John Goodsall: Mental illness, mate. No, I won’t say we ever split up for good, we all wandered into different projects but nobody ever said “That’s it.” I would say that our sound has been cleaned-up a lot, it’s gotten a lot tighter. During the ‘70s we’d come up with all these bits and then we’d modify them in the gigs later. I’d think I’d found an easier way to play a part, but I hadn’t—I’d found a fuckin’ incorrect way. So now all the fast parts are right there, and it’s more extreme. With the more organized foundation that we’ve got, it’s a better springboard to take off on those improvisational things. Which we try to keep to a minimum, but somehow it never seems to work.
AF: The original heyday of the band was around 76-79, so you were playing this sophisticated music right in the middle of the punk era.
Goodsall: Yeah, we did. And you know, I love the Clash and the Pistols — but they ruined our budget, mate. We were getting like 40,000 pounds to make an album. Then they made an album for a thousand quid in their garage and it sells four million copies. Then everybody says, “Hang on a minute!” So they fucked things up for us, but they brought more honesty in the game.
AF: Speaking of punk, you’re credited on Billy Idol’s Rebel Yell album. What exactly did you do?
Goodsall: It was in the title track, “Rebel Yell.” It was me and Ric Parnell on drums, Mike Porcaro on bass, and Billy was there showing us the chords on acoustic piano. We went in around one o’clock (AM), I lay down some chords and shit that I believe they used on “Eyes Without a Face.” Then time goes by, it’s six o’clock in the morning, and they’re doing “Rebel Yell.” I‘ve been there all fucking night and they finally say “I want you to do a guitar solo.” So the first take is magic, right? The first take I just nailed it. And then they move a couple of mikes around and say, “Now we want you to recreate what you’ve already done.” So now it’s fuckin’ 8:30 and I’m feeling pretty pissed off, and they ask me to play something melodic. I was so pissed off that I did this thing where I’d smash my knuckles up the neck of the guitar and it sounds like a machine gun. Then I look up to the control room and they’re all high-fiving. So I thought, great — What you call melodic is me beating the shit out of my guitar.
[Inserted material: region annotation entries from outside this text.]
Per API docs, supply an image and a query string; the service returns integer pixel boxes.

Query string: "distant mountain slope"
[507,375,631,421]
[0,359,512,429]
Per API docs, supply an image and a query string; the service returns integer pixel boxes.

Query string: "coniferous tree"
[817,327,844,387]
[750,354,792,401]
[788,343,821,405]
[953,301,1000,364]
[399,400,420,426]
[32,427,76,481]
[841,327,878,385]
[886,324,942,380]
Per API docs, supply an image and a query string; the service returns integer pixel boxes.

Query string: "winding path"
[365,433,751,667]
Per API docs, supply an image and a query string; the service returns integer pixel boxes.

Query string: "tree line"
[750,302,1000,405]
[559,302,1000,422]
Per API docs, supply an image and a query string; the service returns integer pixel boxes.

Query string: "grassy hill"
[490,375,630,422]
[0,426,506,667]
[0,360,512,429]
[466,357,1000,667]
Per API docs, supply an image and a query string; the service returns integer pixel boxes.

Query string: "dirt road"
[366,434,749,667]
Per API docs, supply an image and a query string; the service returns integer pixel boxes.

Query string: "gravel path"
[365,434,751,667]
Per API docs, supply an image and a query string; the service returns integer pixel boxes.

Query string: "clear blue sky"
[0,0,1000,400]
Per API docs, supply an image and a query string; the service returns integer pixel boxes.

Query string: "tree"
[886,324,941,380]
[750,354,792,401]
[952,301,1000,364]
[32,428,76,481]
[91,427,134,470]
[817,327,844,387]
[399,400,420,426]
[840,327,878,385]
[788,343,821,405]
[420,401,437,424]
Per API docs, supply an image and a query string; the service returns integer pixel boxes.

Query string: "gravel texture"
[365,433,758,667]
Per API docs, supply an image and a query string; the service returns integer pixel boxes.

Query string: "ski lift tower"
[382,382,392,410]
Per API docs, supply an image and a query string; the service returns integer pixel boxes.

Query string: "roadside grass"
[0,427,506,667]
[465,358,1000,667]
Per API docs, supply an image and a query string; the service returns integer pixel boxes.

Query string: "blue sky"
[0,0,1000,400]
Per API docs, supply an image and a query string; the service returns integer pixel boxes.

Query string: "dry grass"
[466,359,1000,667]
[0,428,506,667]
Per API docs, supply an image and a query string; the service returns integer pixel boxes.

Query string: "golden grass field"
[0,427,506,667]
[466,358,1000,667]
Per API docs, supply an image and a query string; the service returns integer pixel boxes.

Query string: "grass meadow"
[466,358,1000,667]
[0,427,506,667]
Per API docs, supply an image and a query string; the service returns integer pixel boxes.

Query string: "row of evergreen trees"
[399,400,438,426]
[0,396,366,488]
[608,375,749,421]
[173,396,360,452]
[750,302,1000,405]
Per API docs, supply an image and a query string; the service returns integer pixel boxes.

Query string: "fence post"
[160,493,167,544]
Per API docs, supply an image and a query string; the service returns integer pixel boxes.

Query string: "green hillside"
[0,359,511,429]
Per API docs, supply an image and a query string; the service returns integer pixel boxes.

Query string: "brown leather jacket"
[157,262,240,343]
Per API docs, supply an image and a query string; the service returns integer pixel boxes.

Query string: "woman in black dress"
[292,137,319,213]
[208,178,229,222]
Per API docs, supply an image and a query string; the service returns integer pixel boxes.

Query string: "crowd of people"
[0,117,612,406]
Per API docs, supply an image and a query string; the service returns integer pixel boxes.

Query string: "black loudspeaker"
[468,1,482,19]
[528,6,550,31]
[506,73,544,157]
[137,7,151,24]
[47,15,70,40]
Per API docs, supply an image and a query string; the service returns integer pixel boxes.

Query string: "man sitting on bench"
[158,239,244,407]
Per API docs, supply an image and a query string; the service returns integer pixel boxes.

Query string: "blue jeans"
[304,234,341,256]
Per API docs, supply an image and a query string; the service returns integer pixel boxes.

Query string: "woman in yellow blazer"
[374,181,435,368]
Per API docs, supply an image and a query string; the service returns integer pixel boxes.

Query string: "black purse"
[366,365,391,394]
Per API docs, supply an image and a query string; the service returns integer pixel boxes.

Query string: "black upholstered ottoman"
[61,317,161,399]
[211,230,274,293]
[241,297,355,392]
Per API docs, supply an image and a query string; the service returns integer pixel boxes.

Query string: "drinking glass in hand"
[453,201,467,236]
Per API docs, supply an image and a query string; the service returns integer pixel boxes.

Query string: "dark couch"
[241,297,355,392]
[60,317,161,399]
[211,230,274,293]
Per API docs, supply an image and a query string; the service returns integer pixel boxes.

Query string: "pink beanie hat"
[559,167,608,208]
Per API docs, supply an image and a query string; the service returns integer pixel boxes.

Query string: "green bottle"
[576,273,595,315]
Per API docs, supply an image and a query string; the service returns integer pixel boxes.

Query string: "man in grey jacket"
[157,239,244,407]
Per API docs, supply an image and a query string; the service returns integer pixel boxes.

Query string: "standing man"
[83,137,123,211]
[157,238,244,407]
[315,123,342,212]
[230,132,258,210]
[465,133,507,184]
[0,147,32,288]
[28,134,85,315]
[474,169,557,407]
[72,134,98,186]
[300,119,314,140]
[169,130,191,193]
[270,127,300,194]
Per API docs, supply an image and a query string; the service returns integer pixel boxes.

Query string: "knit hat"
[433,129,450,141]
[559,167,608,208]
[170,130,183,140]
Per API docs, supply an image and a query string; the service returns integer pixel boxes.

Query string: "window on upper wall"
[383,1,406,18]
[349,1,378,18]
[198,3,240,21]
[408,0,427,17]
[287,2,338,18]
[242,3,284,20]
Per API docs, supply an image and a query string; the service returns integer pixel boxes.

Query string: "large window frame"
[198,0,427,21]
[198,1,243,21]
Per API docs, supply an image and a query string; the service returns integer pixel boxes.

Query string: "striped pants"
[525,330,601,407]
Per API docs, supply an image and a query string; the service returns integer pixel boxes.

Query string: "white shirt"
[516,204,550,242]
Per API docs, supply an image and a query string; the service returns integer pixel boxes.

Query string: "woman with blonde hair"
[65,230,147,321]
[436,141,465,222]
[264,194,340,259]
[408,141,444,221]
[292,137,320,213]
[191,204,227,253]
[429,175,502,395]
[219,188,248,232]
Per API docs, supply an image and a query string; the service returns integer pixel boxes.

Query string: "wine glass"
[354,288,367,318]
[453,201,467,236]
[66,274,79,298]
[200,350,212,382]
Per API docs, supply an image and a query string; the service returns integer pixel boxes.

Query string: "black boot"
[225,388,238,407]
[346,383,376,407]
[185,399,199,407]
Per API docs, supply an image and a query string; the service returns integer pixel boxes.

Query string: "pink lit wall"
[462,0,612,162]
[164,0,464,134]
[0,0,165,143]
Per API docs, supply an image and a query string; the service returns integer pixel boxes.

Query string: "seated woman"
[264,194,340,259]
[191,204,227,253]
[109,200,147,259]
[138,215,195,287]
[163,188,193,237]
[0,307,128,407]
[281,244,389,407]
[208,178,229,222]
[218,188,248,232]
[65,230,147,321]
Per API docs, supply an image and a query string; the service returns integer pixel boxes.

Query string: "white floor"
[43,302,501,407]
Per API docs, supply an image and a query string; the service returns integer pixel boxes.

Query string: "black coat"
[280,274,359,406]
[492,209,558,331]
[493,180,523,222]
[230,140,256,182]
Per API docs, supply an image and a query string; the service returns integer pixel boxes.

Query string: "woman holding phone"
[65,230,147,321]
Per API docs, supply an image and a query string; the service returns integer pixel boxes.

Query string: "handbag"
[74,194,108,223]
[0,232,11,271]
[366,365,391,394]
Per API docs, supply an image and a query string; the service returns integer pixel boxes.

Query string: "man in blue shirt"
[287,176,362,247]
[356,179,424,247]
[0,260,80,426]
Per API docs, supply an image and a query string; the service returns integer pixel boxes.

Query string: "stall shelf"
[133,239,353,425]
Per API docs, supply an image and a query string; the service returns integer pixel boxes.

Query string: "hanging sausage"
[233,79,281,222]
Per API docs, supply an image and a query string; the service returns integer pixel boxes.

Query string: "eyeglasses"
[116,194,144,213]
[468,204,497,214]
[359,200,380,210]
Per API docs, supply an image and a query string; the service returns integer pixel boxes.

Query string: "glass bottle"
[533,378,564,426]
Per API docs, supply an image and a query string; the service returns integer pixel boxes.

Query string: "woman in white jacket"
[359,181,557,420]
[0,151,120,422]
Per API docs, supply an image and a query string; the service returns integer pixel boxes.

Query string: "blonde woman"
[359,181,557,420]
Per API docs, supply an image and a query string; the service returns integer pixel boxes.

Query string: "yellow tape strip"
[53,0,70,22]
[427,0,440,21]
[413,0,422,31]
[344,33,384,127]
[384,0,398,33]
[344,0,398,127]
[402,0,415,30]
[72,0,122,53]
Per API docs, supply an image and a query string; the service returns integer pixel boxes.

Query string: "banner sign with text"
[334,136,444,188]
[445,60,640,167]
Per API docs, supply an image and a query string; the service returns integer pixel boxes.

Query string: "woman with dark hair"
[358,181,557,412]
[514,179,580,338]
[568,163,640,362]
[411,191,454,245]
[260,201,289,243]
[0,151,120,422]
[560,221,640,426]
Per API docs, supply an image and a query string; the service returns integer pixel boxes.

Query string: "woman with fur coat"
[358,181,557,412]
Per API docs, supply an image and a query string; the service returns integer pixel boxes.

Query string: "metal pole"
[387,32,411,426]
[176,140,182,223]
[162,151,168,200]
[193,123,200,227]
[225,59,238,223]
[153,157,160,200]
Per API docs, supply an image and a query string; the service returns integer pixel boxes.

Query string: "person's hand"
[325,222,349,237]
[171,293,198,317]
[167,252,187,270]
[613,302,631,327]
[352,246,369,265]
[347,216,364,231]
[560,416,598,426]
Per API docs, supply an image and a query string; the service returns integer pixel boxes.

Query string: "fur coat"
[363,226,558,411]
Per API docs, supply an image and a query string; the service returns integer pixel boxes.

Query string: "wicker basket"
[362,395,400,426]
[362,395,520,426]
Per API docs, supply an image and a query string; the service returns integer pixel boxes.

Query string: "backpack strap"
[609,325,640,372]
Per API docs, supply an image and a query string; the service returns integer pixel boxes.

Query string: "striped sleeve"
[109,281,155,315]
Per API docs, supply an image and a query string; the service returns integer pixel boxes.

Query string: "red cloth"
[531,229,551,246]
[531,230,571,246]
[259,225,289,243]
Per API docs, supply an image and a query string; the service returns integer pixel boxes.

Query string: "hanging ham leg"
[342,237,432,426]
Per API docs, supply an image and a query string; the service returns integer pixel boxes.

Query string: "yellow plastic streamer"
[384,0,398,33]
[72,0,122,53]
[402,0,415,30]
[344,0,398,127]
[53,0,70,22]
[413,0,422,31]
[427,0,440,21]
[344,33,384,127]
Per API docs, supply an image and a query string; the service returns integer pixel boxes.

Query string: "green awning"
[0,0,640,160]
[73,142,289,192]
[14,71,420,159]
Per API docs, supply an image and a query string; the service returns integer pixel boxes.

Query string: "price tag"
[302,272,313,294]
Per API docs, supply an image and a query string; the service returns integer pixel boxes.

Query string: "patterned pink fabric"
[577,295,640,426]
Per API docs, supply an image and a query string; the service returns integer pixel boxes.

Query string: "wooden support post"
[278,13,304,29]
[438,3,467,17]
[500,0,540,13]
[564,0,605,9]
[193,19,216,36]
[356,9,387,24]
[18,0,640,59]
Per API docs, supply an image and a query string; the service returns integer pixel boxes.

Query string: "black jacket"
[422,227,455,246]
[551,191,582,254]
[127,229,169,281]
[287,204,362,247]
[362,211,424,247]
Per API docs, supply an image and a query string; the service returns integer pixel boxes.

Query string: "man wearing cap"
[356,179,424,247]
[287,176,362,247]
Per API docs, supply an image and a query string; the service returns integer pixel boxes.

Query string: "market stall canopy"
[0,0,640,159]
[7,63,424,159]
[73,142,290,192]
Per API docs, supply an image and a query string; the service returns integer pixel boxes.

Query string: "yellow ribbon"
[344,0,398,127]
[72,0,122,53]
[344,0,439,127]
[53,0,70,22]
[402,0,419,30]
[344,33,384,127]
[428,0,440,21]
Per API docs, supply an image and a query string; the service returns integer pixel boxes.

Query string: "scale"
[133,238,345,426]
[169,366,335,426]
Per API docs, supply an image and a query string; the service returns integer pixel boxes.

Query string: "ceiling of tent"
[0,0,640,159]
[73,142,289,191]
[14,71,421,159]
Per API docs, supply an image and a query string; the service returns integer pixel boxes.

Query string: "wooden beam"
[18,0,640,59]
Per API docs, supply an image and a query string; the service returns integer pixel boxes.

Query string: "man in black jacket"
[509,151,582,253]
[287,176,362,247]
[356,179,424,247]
The guitar player in his band, Steve Stevens tries to do it with a whammy bar and he gets it all wrong.
AF: A lot of people think that Phil Collins did his best drumming with Brand X.
Goodsall: He definitely did, and I’m told that Brand X was the first record he ever sang a lead vocal on [Note: Not quite but close — He sang one Genesis vocal in the Peter Gabriel era]. We got Phil in drums because Genesis had a year and a half off, he had eighteen months with nothing to do. Then Phil went back to the disco scene and we had to get a real drummer (laughs). What was funny was that when we recorded the Livestock album (after Collins’ departure) at the Hammersmith Odeon in London, we’re playing the song “Nightmare Patrol” and suddenly this little guy in dungarees comes on sweeping the stage — and nobody knew it was Phil Collins. I think he was making a statement, “Look, they’ve relegated me to a janitor.” I actually have a friend now who looks a lot like Phil. We’re thinking of bringing him on so everyone will think it’s him.
AF: I always loved Brand X’s song titles.
Goodsall: Yeah, and we’re thinking now that we should give “Isis Mourning” a different title so it will be more PC [the 1978 track was mythically-inspired]. But you know, we haven’t even named the fucking band yet. Brand X was just something (flautist and short-time member) Danny Wilding wrote on the logs so they’d know we were in the studio. So this might be the year we come up with a name. We just don’t want to offend any more people. I’m thinking “The Embarrassing Midgets” has a good ring to it.
Brett Milano has been covering music in Boston for decades, and is the author of Vinyl Junkies: Adventures in Record Collecting (St. Martins, 2001) and The Sound of Our Town: A History of Boston Rock & Roll (Commonwealth Editions, 2007). He recently returned from New Orleans where he was editor of the music and culture magazine OffBeat. His latest book is Don’t All Thank Me At Once (125 Records), a biography of the unsung pop genius Scott Miller, who led the bands Game Theory and The Loud Family.